Een van de grootste problemen bij elke opvoering van King Lear vormen de nevenplots met de complexe verhoudingen tussen de echtgenoten van de beide oudste dochters, de machtsgreep door bastaardzoon Edmund van de graaf van Gloucester en natuurlijk de  gewelddadige strijd tussen de hertogen Albany (Gonerils echtgenoot) en de hertog van Cornwall (Regans echtgenoot). De uiteenzetting van deze subplots in het eerste deel (voor de pauze) doet het gezelschap voorbeeldig: met behulp van minimale rekwisieten, verkleedkisten en zichtbare kostuumwisselingen krijgt de toeschouwer inzage in de verschillende verhaallijnen. Altijd weer interessant is de band met Frankrijk die de Engelse landadel aangaat, zodat de Frans-Engelse oorlog dreigt. Maar die is, zoals de spelers zeggen, ‘geschrapt’; the war is cancelled.
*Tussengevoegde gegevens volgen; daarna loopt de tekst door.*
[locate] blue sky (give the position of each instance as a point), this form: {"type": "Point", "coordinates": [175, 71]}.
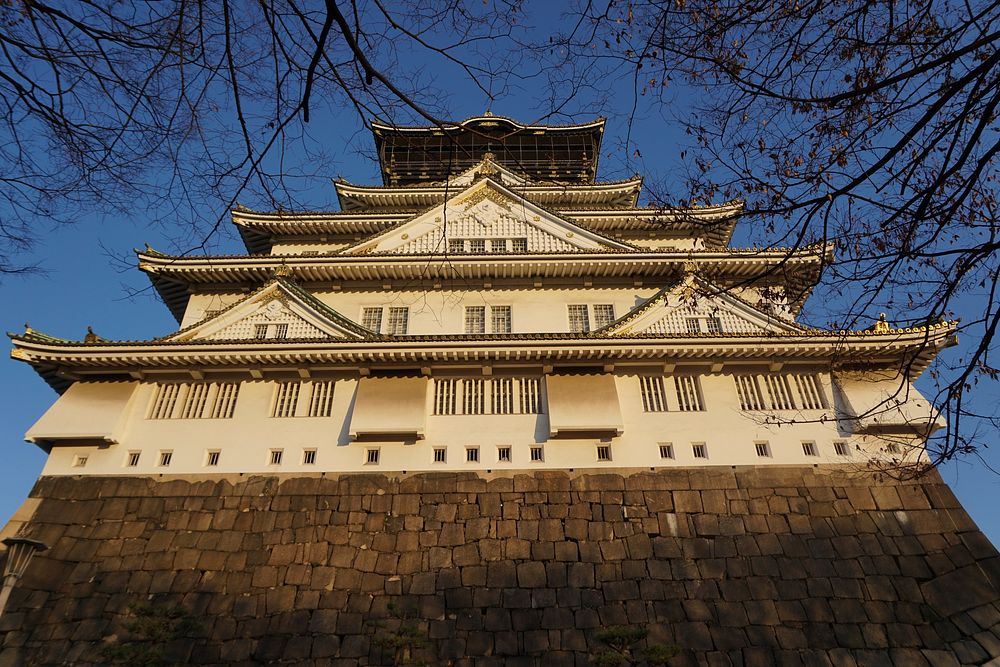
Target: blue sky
{"type": "Point", "coordinates": [80, 285]}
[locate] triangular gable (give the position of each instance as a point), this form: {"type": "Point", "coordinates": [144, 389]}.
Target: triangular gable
{"type": "Point", "coordinates": [278, 310]}
{"type": "Point", "coordinates": [487, 210]}
{"type": "Point", "coordinates": [694, 307]}
{"type": "Point", "coordinates": [487, 167]}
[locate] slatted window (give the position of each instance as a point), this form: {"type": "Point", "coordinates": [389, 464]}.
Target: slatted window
{"type": "Point", "coordinates": [654, 397]}
{"type": "Point", "coordinates": [164, 401]}
{"type": "Point", "coordinates": [501, 319]}
{"type": "Point", "coordinates": [780, 392]}
{"type": "Point", "coordinates": [604, 314]}
{"type": "Point", "coordinates": [808, 392]}
{"type": "Point", "coordinates": [286, 399]}
{"type": "Point", "coordinates": [194, 402]}
{"type": "Point", "coordinates": [225, 400]}
{"type": "Point", "coordinates": [474, 402]}
{"type": "Point", "coordinates": [371, 319]}
{"type": "Point", "coordinates": [475, 319]}
{"type": "Point", "coordinates": [748, 389]}
{"type": "Point", "coordinates": [688, 393]}
{"type": "Point", "coordinates": [478, 396]}
{"type": "Point", "coordinates": [579, 318]}
{"type": "Point", "coordinates": [398, 320]}
{"type": "Point", "coordinates": [321, 400]}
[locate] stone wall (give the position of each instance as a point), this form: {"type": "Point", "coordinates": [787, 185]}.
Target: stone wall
{"type": "Point", "coordinates": [749, 566]}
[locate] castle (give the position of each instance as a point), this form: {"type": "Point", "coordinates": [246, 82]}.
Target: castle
{"type": "Point", "coordinates": [498, 389]}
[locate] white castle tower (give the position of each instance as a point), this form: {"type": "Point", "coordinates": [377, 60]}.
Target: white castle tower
{"type": "Point", "coordinates": [491, 306]}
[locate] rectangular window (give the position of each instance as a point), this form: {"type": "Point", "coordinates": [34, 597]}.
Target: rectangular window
{"type": "Point", "coordinates": [688, 393]}
{"type": "Point", "coordinates": [475, 319]}
{"type": "Point", "coordinates": [225, 400]}
{"type": "Point", "coordinates": [286, 399]}
{"type": "Point", "coordinates": [371, 319]}
{"type": "Point", "coordinates": [194, 402]}
{"type": "Point", "coordinates": [398, 320]}
{"type": "Point", "coordinates": [604, 314]}
{"type": "Point", "coordinates": [474, 403]}
{"type": "Point", "coordinates": [654, 397]}
{"type": "Point", "coordinates": [779, 391]}
{"type": "Point", "coordinates": [579, 319]}
{"type": "Point", "coordinates": [809, 392]}
{"type": "Point", "coordinates": [501, 319]}
{"type": "Point", "coordinates": [321, 401]}
{"type": "Point", "coordinates": [164, 401]}
{"type": "Point", "coordinates": [748, 389]}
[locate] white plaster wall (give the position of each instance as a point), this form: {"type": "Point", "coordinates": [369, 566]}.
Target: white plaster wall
{"type": "Point", "coordinates": [245, 441]}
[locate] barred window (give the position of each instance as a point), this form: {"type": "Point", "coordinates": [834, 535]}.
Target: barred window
{"type": "Point", "coordinates": [371, 319]}
{"type": "Point", "coordinates": [604, 314]}
{"type": "Point", "coordinates": [688, 393]}
{"type": "Point", "coordinates": [286, 399]}
{"type": "Point", "coordinates": [479, 396]}
{"type": "Point", "coordinates": [748, 389]}
{"type": "Point", "coordinates": [501, 319]}
{"type": "Point", "coordinates": [579, 319]}
{"type": "Point", "coordinates": [654, 397]}
{"type": "Point", "coordinates": [475, 319]}
{"type": "Point", "coordinates": [398, 319]}
{"type": "Point", "coordinates": [321, 401]}
{"type": "Point", "coordinates": [164, 401]}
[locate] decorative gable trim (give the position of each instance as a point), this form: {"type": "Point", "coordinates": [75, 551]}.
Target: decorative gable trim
{"type": "Point", "coordinates": [279, 309]}
{"type": "Point", "coordinates": [669, 311]}
{"type": "Point", "coordinates": [487, 210]}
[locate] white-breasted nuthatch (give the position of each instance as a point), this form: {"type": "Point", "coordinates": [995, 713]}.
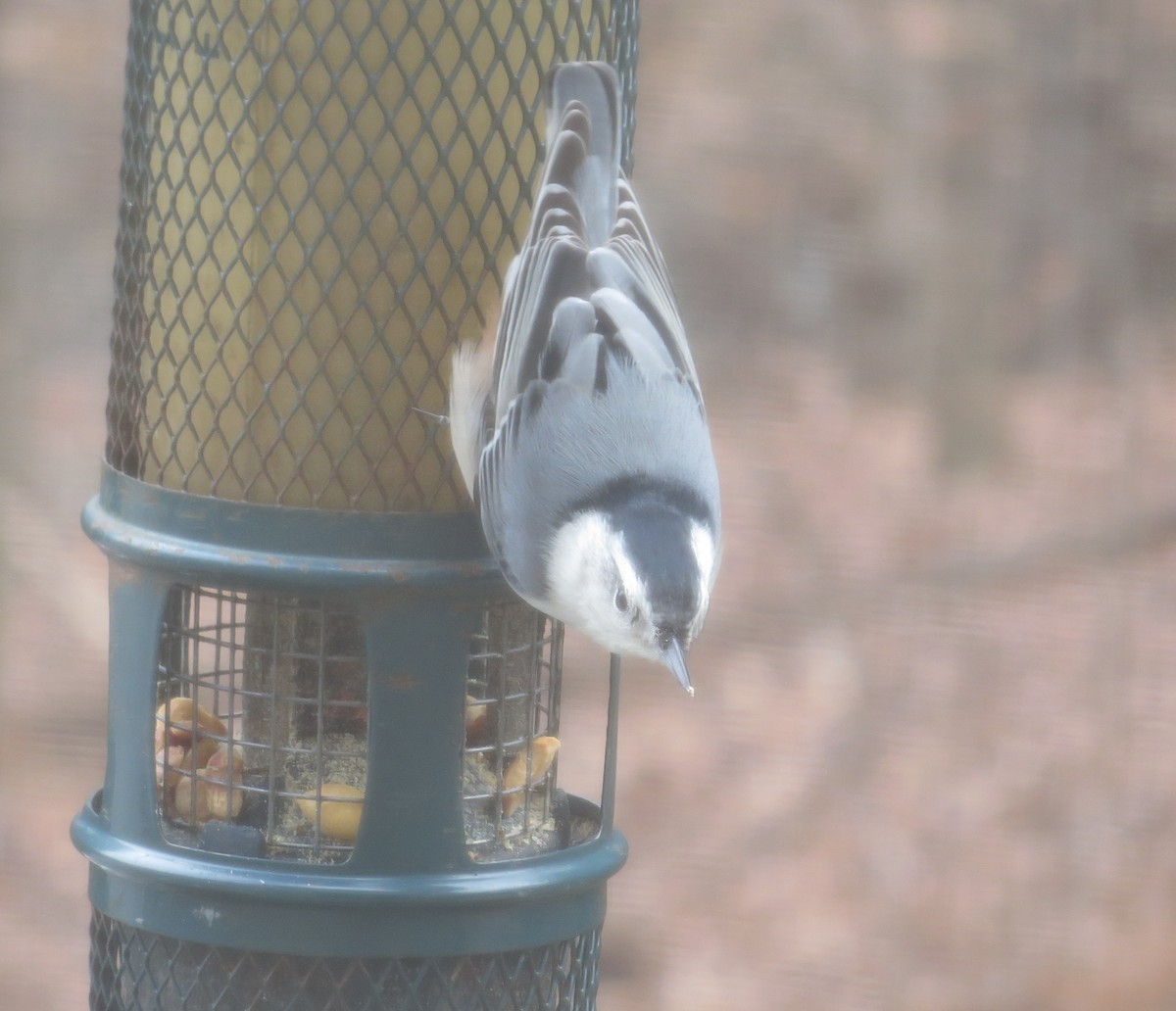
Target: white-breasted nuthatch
{"type": "Point", "coordinates": [585, 441]}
Overheersen aanvankelijk rationele explicatie en expositie het drama, gaandeweg nemen persoonlijke lotgevallen de overhand. Het is hieraan dat de Lear zijn tijdloze betekenis ontleent. Die persoonlijke lotgevallen zijn bijvoorbeeld de stormscène op de heide met de nar als steun en troost van de koning die bevangen wordt door waanzin, het ogen uitsteken van Gloucester en zijn dwaaltocht over de heide bij Dover waar hij Poor Tom, de dwaze Tom, ontmoet, die zijn eigen zoon Edgar blijkt te zijn en natuurlijk tot slot de koning die zijn dode dochter Cordelia in de armen houdt. Alle nevenplots verdwijnen als sneeuw voor de zon.

Prachtig is de inzet van enkele Beatle-liedjes, waaronder Fool on Hill (uiterst toepasselijk) en vooral het echt weergaloos gebrachte Sorry Seems To Be The Hardest Word van Elton John. Zanger en gitarist Philippo brengt de songs intiem en verstild, en juist hierdoor sluiten ze prachtig aan bij de soberheid van de uitbeelding. Of neem de stormscène: een van de spelers gooit spetters water uit een emmer over Lear heen, de anderen zwiepen met takken, de wind blaast uit de luidsprekers en ja: daar is de woedende storm. Meer is niet nodig. Extreem effectieve toneelmiddelen. De vormgeving van Elze van den Akker en de dubbelrollen van Christian Cadenbach, Laurens ten Den en Marcell Kaiser voltooien de zeggingskracht.

Aan het slot draagt de oude Lear de dode Cordelia in haar amen. Andringa zit in een rolstoel, Cordelia is niet meer dan een jurk in haar armen en de tekst met die wisseling van talen is expressief en poëtisch tegelijk. De King’s Men weten met minimale middelen een grote dramatische betekenis te scheppen. Zij brengen theater zoals het eens bedoeld was, als een rondreizend ensemble dat her en der zijn tenten opslaat, een podium suggereert met slechts enkele decorstukken en kijk, dit is theater.